Panel 6: Tool Call Breakdown (Table)
PromQL query:
sum(increase(mcp_tool_calls_total[24h])) by (tool_name, status)
Visualization: Table showing total calls and error count per tool over the last 24 hours.
Dashboard Layout Recommendation
| Row | Left Panel | Right Panel |
|---|---|---|
| 1 | Tool Call Rate (time series) | Error Rate % (time series) |
| 2 | Latency P50/P95/P99 (time series) | Active Sessions (gauge) |
| 3 | Memory Usage (time series) | CPU Usage (time series) |
| 4 | Tool Call Breakdown (table, full width) |
Structured Logging
Metrics tell you what is happening. Logs tell you why. A good logging strategy is essential for diagnosing issues that metrics alone cannot explain.
JSON Logging Format
Use structured JSON logs so they can be parsed by log aggregation tools (Elasticsearch, Loki, CloudWatch, Datadog):
import json
import sys
import time
import uuid
from datetime import datetime, timezone
class MCPLogger:
"""Structured JSON logger for MCP servers.
All output goes to stderr to avoid corrupting
the JSON-RPC protocol on stdout.
"""
def __init__(self, server_name: str, version: str = "1.0.0"):
self.server_name = server_name
self.version = version
def _emit(self, level: str, message: str, **fields):
entry = {
"timestamp": datetime.now(timezone.utc).isoformat(),
"level": level,
"server": self.server_name,
"version": self.version,
"message": message,
**fields,
}
print(json.dumps(entry), file=sys.stderr)

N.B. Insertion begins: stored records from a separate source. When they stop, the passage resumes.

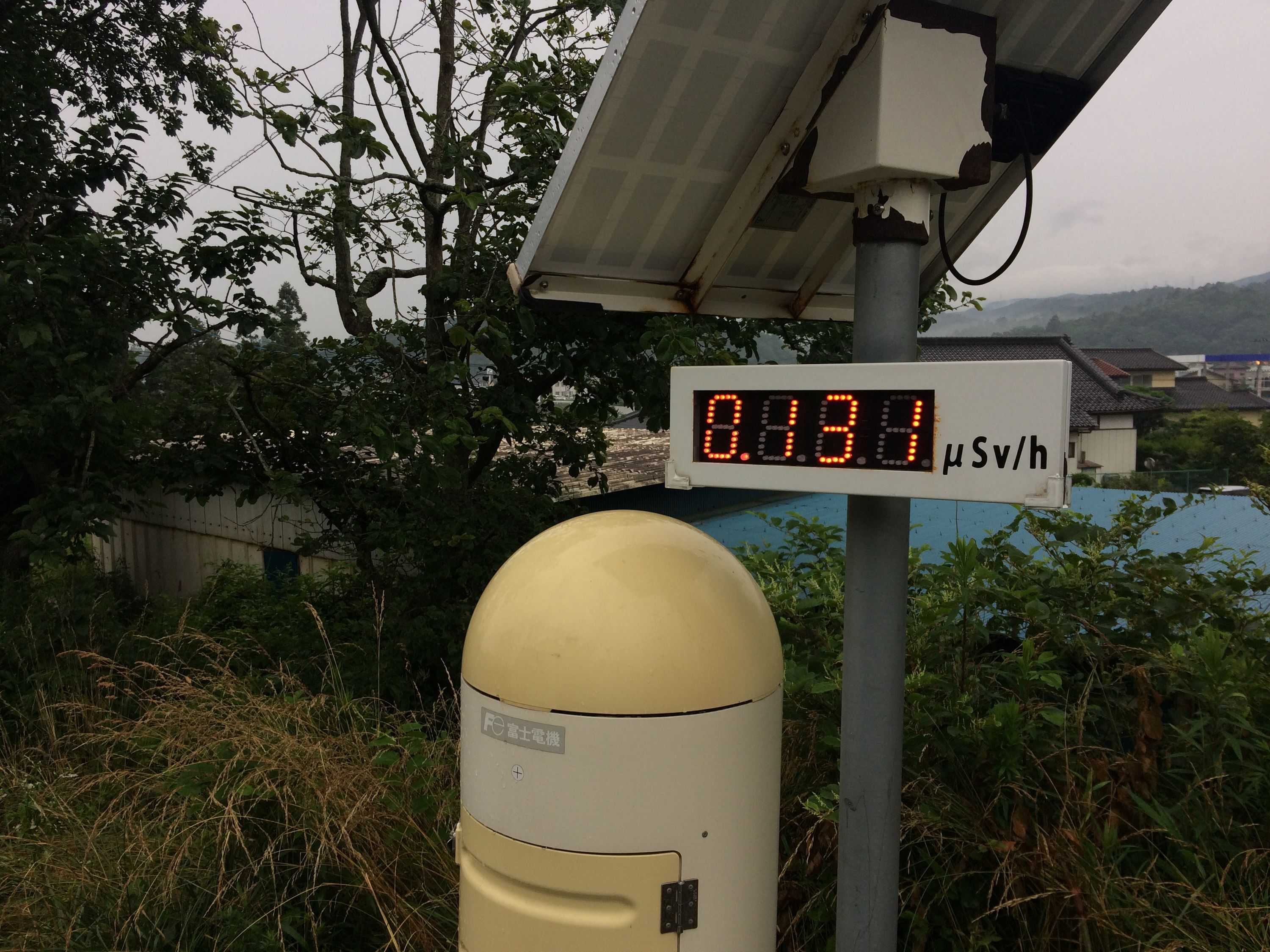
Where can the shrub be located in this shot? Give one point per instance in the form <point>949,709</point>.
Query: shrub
<point>1088,740</point>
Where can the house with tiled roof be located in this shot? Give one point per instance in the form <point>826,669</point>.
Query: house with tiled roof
<point>1143,366</point>
<point>1102,433</point>
<point>1190,394</point>
<point>1189,390</point>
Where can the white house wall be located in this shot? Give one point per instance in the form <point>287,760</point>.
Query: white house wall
<point>171,546</point>
<point>1114,451</point>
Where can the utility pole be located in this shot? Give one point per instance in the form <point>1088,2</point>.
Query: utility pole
<point>875,606</point>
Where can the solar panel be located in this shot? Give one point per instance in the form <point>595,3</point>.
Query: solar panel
<point>665,200</point>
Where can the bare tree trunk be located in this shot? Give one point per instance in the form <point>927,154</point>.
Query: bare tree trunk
<point>356,319</point>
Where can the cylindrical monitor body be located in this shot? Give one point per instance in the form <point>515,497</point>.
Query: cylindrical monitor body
<point>621,720</point>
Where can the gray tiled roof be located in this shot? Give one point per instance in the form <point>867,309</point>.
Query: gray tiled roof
<point>1199,393</point>
<point>1093,391</point>
<point>1135,358</point>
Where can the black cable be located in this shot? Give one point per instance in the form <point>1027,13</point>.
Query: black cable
<point>1019,245</point>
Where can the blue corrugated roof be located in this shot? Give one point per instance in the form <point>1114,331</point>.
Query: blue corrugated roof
<point>1231,520</point>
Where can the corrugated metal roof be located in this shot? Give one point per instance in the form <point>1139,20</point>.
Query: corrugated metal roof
<point>1234,521</point>
<point>1094,393</point>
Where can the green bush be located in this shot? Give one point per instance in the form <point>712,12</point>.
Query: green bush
<point>1088,740</point>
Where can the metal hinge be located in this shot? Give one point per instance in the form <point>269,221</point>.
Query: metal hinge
<point>680,907</point>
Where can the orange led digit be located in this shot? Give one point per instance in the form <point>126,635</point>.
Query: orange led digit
<point>731,428</point>
<point>849,429</point>
<point>787,428</point>
<point>863,429</point>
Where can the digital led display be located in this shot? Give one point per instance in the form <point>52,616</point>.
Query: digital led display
<point>865,429</point>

def info(self, message: str, **fields):
self._emit("INFO", message, **fields)
def warn(self, message: str, **fields):
self._emit("WARN", message, **fields)
def error(self, message: str, **fields):
self._emit("ERROR", message, **fields)
def debug(self, message: str, **fields):
self._emit("DEBUG", message, **fields)
logger = MCPLogger("weather-server", version="2.1.0")
Correlation IDs for Request Tracing
Assign a unique ID to each tool call so you can trace related log entries:
import uuid
@mcp.tool()
async def search_documents(query: str) -> str:
"""Search documents with full observability."""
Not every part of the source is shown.